It is the night before we get on a plane headed to our brown eyed boy in Ethiopia. We left our children, family, and church family behind this morning after a sweet send off and prayer. I am glad that God does not give us glimpses into our future. Back when we were praying over adoption and questioning whether this indeed was the journey God had for our family, it is a very good thing that I did not know how difficult today would be. I can easily say that saying goodbye to my tear-stained daughter and looking into the confused eyes of my son, was the hardest thing I have ever done to date. I cannot find the words to describe it.
The weight of the goodbye hung over me for much of the four plus hour ride to the city. Although the fellowship and conversation with the friends who drove us was sweet, encouraging, and even helpful for what lies ahead of us as we bring a brown baby boy into our white family and community. The friendships and relationships that God has orchestrated during this journey to Jamesy have been something that I never expected.
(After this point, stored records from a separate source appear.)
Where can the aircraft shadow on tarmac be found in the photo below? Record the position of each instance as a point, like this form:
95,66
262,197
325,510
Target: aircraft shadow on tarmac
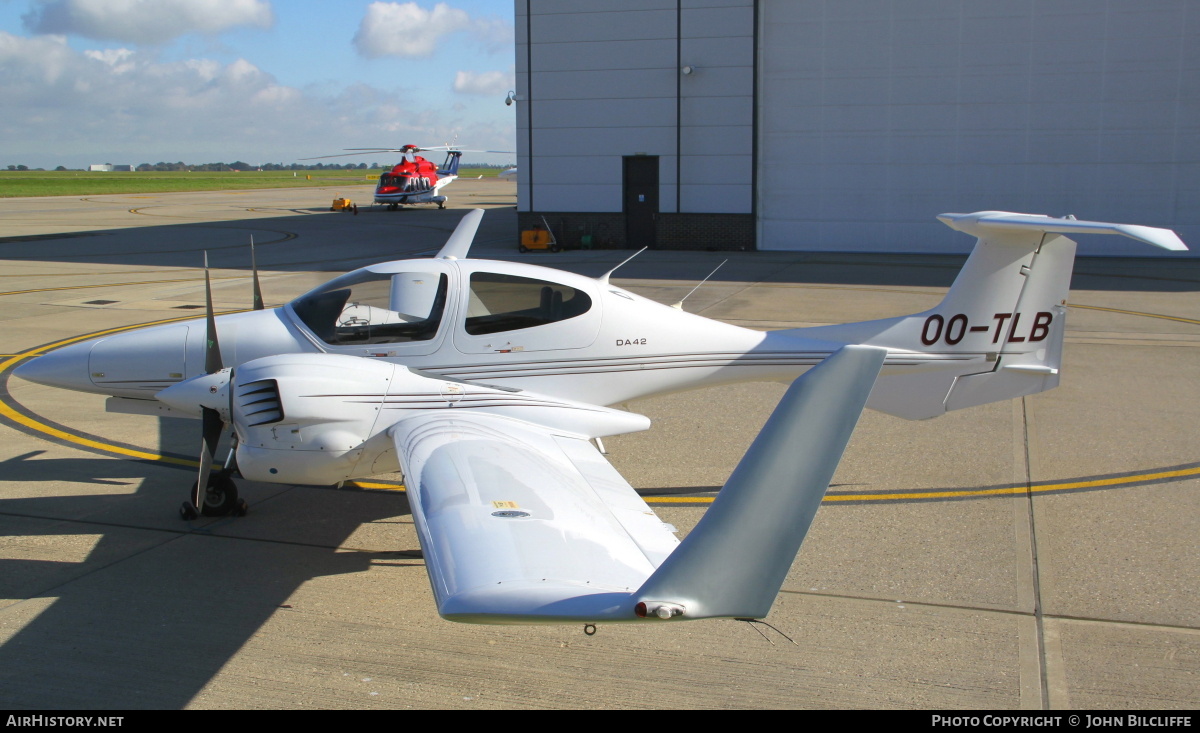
157,606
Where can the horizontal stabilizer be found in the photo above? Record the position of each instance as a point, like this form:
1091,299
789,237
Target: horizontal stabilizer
984,222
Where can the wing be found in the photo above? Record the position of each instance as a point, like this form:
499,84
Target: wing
522,522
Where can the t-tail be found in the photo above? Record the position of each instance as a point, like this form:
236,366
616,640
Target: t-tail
450,166
999,331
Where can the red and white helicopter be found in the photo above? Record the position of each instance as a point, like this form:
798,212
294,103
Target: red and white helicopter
414,179
486,384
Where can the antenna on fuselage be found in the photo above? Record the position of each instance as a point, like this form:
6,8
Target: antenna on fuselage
604,278
679,305
253,270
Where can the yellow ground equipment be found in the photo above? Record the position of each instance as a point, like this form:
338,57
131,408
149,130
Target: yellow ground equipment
539,238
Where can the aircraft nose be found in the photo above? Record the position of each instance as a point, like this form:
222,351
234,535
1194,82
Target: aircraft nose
66,368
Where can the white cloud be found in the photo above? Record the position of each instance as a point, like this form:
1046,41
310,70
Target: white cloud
406,29
489,83
145,20
73,108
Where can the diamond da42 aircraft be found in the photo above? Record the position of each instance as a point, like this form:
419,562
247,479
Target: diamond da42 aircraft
487,382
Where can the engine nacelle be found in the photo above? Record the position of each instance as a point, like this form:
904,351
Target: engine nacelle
309,418
323,419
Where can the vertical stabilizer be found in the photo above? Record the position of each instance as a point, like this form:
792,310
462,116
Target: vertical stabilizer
999,331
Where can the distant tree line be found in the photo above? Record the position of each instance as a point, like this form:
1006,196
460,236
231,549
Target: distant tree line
244,166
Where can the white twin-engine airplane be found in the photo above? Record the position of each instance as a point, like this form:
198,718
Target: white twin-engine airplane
485,383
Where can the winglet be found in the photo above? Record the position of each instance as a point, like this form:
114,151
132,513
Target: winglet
459,244
733,563
981,222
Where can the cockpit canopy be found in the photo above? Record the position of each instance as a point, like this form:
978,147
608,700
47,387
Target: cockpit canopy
376,307
366,307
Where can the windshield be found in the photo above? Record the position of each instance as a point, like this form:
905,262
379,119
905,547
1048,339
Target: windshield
370,307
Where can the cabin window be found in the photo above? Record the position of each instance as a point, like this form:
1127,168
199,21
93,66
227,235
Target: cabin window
372,307
508,302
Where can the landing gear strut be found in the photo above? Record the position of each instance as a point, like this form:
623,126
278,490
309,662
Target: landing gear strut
220,499
220,493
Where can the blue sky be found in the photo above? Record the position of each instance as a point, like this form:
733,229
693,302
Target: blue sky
259,80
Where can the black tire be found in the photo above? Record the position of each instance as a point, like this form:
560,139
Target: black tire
221,498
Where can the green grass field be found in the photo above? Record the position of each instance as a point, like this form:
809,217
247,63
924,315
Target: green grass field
78,182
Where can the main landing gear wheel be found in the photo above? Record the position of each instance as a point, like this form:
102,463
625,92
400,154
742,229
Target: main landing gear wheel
220,500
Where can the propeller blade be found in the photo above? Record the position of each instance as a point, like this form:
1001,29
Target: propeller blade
363,151
253,270
211,348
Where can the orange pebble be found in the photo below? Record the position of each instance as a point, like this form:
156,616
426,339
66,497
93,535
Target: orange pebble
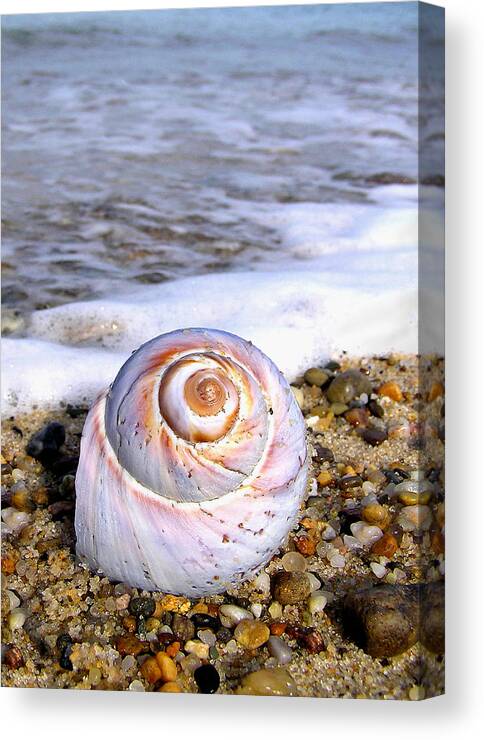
277,628
391,390
386,546
170,687
436,390
324,478
173,649
166,666
150,670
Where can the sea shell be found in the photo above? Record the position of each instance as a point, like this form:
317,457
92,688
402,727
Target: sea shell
192,466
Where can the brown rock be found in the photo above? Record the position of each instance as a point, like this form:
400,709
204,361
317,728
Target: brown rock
347,386
383,620
13,658
432,623
386,546
290,588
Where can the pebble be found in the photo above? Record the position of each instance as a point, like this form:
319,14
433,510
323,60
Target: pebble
201,620
15,520
290,588
13,658
323,454
391,390
275,610
383,620
190,663
94,676
376,514
256,610
251,633
129,645
316,376
128,663
136,685
207,637
268,682
314,583
386,546
324,478
13,599
416,693
415,517
317,602
170,687
348,385
279,650
374,436
207,679
293,562
379,570
198,648
337,560
357,417
263,582
298,395
16,619
183,627
233,614
142,606
45,444
351,542
366,534
167,667
150,670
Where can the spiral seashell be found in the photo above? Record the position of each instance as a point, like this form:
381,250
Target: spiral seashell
192,466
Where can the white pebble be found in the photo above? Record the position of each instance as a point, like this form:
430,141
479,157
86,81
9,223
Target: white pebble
16,619
317,602
337,561
367,534
314,582
379,570
279,650
263,582
136,686
294,562
275,610
231,614
256,610
351,542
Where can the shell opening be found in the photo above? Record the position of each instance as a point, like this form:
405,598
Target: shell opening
205,394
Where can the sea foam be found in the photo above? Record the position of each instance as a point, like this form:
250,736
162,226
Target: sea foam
297,318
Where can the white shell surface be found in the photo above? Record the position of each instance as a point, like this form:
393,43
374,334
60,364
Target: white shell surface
162,513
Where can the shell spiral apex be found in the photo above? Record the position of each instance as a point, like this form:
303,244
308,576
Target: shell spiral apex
192,466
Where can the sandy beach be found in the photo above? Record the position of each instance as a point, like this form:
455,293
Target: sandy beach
337,613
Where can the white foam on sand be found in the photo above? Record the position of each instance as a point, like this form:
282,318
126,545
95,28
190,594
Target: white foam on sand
346,280
297,318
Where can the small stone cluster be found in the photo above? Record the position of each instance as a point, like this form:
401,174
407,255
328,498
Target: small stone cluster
336,611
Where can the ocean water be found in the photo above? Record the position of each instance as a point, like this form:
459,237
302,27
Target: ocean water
251,168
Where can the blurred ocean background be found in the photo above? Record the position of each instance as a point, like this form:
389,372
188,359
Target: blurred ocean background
144,147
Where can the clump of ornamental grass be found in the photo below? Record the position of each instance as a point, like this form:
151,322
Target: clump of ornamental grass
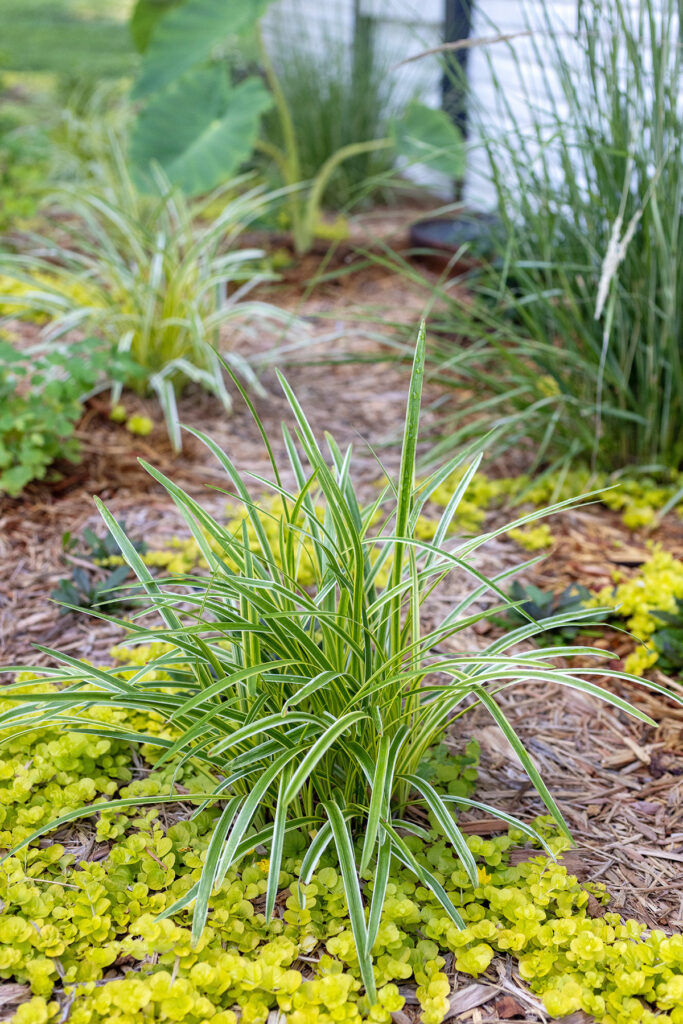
581,303
310,709
146,275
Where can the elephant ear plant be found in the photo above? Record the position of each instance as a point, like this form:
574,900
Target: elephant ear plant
310,708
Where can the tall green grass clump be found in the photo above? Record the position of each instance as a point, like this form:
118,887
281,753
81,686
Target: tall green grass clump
575,327
310,708
337,96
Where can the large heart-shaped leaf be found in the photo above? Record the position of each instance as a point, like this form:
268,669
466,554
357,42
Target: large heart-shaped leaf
186,36
428,136
199,130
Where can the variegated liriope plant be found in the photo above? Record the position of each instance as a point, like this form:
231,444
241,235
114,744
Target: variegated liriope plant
311,708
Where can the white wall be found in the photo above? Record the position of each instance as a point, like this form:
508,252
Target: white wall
403,28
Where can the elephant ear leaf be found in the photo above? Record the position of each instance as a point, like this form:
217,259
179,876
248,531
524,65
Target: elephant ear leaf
186,35
425,135
199,130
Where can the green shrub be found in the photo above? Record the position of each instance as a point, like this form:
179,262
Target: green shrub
41,400
140,273
313,708
574,330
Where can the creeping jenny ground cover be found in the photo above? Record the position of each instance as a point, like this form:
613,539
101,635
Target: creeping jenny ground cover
299,722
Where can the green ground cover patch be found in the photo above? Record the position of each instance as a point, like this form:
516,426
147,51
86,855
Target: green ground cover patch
75,38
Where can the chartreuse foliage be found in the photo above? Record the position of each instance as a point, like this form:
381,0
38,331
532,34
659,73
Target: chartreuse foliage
65,923
41,400
312,708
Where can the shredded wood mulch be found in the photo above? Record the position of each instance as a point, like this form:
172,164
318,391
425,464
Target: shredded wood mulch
619,782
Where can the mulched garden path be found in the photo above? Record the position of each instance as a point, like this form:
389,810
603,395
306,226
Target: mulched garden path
619,782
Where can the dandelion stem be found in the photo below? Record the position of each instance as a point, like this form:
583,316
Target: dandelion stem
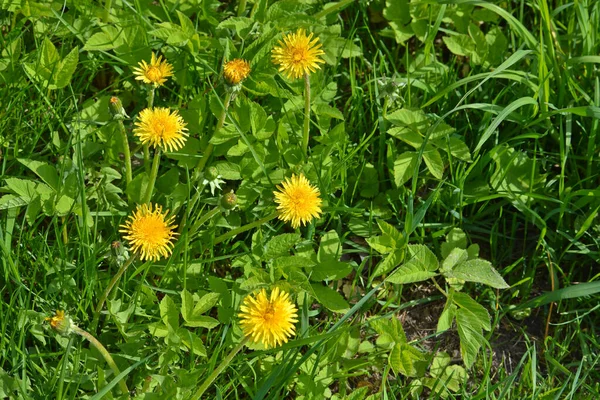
241,7
107,357
210,147
218,370
147,146
153,175
112,284
245,228
306,130
126,152
107,7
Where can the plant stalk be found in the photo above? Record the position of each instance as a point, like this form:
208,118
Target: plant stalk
306,129
126,152
245,228
105,354
153,175
218,370
112,284
241,7
210,147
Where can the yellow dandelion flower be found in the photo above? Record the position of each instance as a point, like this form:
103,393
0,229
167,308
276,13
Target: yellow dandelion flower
60,323
160,127
150,233
298,201
236,71
297,54
156,72
268,320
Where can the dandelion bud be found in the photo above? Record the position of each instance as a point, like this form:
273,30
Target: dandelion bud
212,173
61,323
116,108
229,201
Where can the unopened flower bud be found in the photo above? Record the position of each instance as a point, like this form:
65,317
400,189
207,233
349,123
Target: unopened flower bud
116,108
229,201
212,173
61,323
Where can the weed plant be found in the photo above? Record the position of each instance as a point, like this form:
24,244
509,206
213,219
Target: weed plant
368,199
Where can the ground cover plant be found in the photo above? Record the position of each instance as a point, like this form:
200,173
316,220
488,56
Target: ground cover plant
369,199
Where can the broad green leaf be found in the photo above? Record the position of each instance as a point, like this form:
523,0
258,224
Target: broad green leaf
478,270
389,263
409,273
169,313
461,45
423,256
202,321
330,269
434,161
455,238
66,68
470,336
44,170
330,246
192,342
454,258
404,166
329,298
280,245
446,318
479,316
381,244
407,360
205,303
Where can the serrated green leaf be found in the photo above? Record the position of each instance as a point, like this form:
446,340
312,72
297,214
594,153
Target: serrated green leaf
404,166
407,360
480,271
280,245
66,68
422,255
389,263
169,313
456,256
470,337
330,247
44,170
329,298
480,319
434,161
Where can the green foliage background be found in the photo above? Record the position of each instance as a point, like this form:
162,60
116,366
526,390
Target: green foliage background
456,151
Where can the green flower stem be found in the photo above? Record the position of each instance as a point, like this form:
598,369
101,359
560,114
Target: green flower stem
306,130
215,211
245,228
109,360
210,147
146,146
126,152
112,284
153,175
241,7
107,7
218,370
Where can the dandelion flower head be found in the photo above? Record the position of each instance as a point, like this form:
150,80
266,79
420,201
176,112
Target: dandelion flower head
155,73
160,127
236,71
150,232
268,320
298,54
60,323
298,201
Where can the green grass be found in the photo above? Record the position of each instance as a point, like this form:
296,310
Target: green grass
498,141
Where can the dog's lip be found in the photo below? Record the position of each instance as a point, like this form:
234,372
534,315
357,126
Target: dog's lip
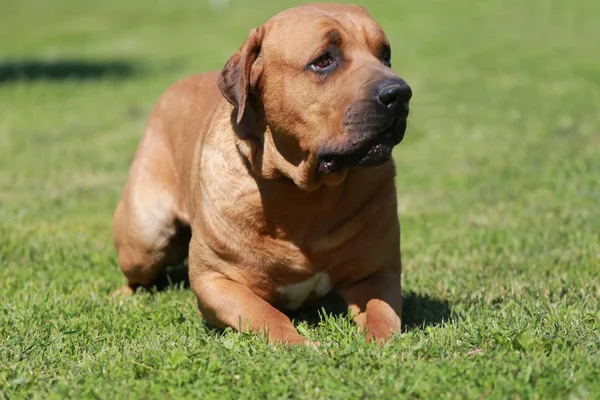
372,152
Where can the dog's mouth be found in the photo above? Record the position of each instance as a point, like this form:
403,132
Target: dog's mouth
372,152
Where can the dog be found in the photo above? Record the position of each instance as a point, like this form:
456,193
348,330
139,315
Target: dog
274,177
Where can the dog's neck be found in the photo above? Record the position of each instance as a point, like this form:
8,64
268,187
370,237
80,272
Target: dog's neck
267,161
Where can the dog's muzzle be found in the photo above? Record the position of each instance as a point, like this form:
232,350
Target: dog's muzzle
374,126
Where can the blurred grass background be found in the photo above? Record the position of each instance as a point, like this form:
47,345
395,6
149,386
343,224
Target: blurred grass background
498,186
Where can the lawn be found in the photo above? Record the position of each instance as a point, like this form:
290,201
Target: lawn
499,200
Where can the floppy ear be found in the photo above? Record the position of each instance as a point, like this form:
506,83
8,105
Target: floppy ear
241,74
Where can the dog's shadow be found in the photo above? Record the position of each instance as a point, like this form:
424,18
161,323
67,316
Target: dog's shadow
418,310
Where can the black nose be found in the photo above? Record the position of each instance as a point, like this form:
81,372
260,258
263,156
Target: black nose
393,92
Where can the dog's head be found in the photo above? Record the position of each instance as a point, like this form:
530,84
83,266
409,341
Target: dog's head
315,84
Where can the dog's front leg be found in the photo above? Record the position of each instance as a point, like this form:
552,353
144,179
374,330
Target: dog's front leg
376,304
225,303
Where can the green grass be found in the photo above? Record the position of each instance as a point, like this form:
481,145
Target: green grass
499,199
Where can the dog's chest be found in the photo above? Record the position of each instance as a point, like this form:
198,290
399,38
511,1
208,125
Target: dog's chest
293,296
He has carried us each step of this journey using special people along the way. There are so many people personally invested in Jamesy now, and it just brings me to my knees. We are loved. Our son is loved, before he is even known.
Tomorrow we step on the plane. Tomorrow is the first day of the rest of our life. The excitement and expectation is starting to take over. The greatest tragedy in all of this will be if I come back from my son's home country unchanged. I am ready to change and to have my heart shattered in a way that only Jesus can. Although I am apprehensive to what this means, I desperately want it. After all of these months of prayers, tears, paperwork, uncertainty, and prepartion for this very moment -it is finally here.
Here I am God, send me. Use me. Change me.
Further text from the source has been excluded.